Daniil_Balenko · December 8, 2020, 8:51am

Hi,

I am trying to train tacotron from scratch, using LJ Speech and the config from current master.

Some time after scheduled r reduction from 7 to 5 after 50k steps, losses across the board spike and stay flat:

I’m not a machine learning expert, and would appreciate any help.

Daniil_Balenko · December 22, 2020, 9:15pm

Trying to bump the topic, as it did not get any attention.

@erogol was there an attempt to build a model from scratch with new additions since the last model was released?
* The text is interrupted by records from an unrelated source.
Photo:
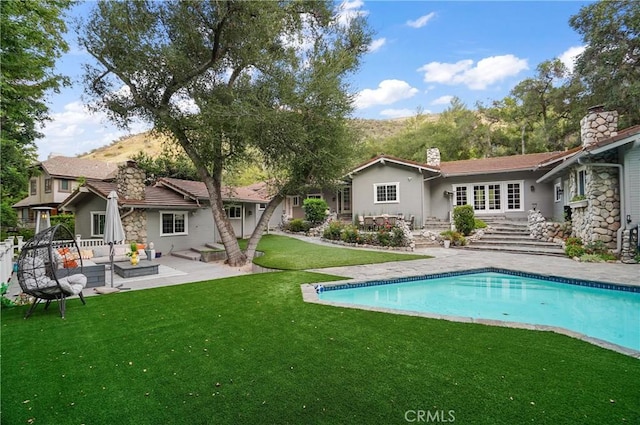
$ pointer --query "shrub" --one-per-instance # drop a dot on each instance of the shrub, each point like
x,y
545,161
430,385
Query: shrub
x,y
464,219
350,234
332,232
574,250
315,210
298,225
479,224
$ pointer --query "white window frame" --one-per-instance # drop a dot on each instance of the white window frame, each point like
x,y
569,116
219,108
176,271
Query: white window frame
x,y
237,212
174,213
389,184
95,233
69,185
581,189
503,187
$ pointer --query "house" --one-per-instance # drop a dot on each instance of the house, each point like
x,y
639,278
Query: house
x,y
600,184
505,186
56,178
174,214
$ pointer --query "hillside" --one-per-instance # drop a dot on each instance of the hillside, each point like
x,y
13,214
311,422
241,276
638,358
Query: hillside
x,y
126,147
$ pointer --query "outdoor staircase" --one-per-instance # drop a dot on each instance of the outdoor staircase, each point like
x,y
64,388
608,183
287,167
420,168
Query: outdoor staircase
x,y
512,236
195,253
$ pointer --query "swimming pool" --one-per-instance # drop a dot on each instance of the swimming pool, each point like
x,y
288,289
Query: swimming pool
x,y
604,311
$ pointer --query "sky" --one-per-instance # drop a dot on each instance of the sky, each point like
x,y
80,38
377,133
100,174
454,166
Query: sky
x,y
423,53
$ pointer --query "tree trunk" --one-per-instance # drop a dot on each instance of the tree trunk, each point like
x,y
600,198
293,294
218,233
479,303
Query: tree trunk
x,y
235,256
262,224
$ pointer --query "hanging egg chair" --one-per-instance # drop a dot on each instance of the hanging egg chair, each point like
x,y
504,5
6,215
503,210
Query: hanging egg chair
x,y
50,268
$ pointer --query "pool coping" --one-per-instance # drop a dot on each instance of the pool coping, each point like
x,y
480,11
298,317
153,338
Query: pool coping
x,y
310,295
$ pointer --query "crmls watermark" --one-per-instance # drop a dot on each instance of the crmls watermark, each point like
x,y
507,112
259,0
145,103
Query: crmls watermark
x,y
430,416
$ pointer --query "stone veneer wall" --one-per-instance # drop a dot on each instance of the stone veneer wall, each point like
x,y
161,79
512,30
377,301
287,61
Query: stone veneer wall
x,y
598,124
135,226
547,231
629,244
130,185
600,218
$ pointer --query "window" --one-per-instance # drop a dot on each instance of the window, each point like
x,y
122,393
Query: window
x,y
64,185
582,182
233,211
173,223
386,193
490,197
97,223
514,196
557,190
479,201
461,195
494,197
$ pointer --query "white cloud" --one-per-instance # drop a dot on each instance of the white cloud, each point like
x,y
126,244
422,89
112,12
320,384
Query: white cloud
x,y
399,113
442,100
76,130
377,44
421,21
486,72
388,92
569,56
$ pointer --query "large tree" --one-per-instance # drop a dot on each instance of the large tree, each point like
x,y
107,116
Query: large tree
x,y
31,41
230,80
610,63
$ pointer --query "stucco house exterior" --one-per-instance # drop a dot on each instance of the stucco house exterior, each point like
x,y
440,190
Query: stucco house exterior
x,y
503,186
57,178
600,184
174,214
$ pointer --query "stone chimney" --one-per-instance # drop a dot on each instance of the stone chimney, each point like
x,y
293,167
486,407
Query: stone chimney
x,y
433,157
598,124
130,181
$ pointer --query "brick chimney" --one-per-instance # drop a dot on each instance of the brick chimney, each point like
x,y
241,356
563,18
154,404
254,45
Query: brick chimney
x,y
598,124
130,181
433,157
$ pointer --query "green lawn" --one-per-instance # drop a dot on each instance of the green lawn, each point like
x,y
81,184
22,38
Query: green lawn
x,y
286,253
249,350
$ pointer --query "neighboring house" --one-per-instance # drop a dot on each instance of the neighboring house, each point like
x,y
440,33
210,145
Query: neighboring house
x,y
56,179
600,184
174,214
502,186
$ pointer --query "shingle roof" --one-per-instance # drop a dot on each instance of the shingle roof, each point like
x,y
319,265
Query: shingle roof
x,y
64,166
499,164
257,192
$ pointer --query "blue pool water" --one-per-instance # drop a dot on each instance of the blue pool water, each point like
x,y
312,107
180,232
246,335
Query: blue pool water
x,y
606,314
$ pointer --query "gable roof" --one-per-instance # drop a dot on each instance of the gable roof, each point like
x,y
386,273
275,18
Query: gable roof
x,y
170,193
622,138
383,159
501,164
70,167
256,192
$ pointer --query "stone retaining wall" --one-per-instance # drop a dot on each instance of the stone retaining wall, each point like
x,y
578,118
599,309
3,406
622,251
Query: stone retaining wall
x,y
547,231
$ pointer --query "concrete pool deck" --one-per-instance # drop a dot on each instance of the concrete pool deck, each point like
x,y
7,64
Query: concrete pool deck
x,y
453,260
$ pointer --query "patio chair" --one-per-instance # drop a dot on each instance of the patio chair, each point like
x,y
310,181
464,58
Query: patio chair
x,y
50,268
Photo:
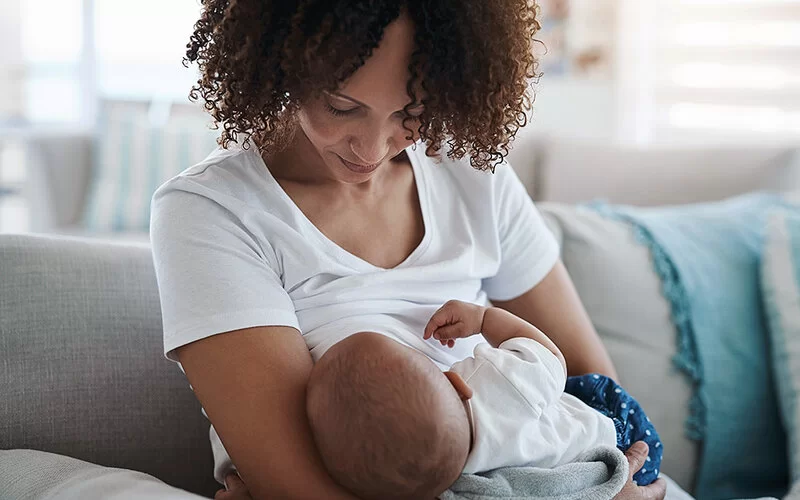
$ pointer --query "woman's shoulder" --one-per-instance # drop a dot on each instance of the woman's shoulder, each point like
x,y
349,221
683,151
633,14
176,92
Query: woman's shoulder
x,y
231,178
459,174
Also, what set of hyperparameters should I use if I want to disable newly added behaviors, like spectral and ssim loss, but only use mixed precision training? I see that GA and stopnet loss weights were adjusted as well, and simply setting the former to 0 does not lead to model convergence.

erogol · December 22, 2020, 11:41pm

I am not sure what are good values for your specific problem but I suggest you to start from https://github.com/erogol/TTS_recipes and edit one of them for your dataset. I’d give you a good start.

Daniil_Balenko · December 23, 2020, 12:04am

The graphs that I’ve provided and the dataset that I’m using for training now is vanilla LJSpeech.

My goal though is to fine-tune an LJSpeech model on my custom dataset. Mixed precision would help to get a batch size of 64 on my GTX 1070, but it was added only recently. Released model is trained on a much older revision, so I decided to re-train it on LJSpeech from scratch on the current master.

I was wondering if there were any newer experiments with LJSpeech that yielded good results, and if current config reflects that.

erogol · December 23, 2020, 10:54am

The best config is always with the latest model released. But depending on your technical level, I’d still suggest to start with the receipt.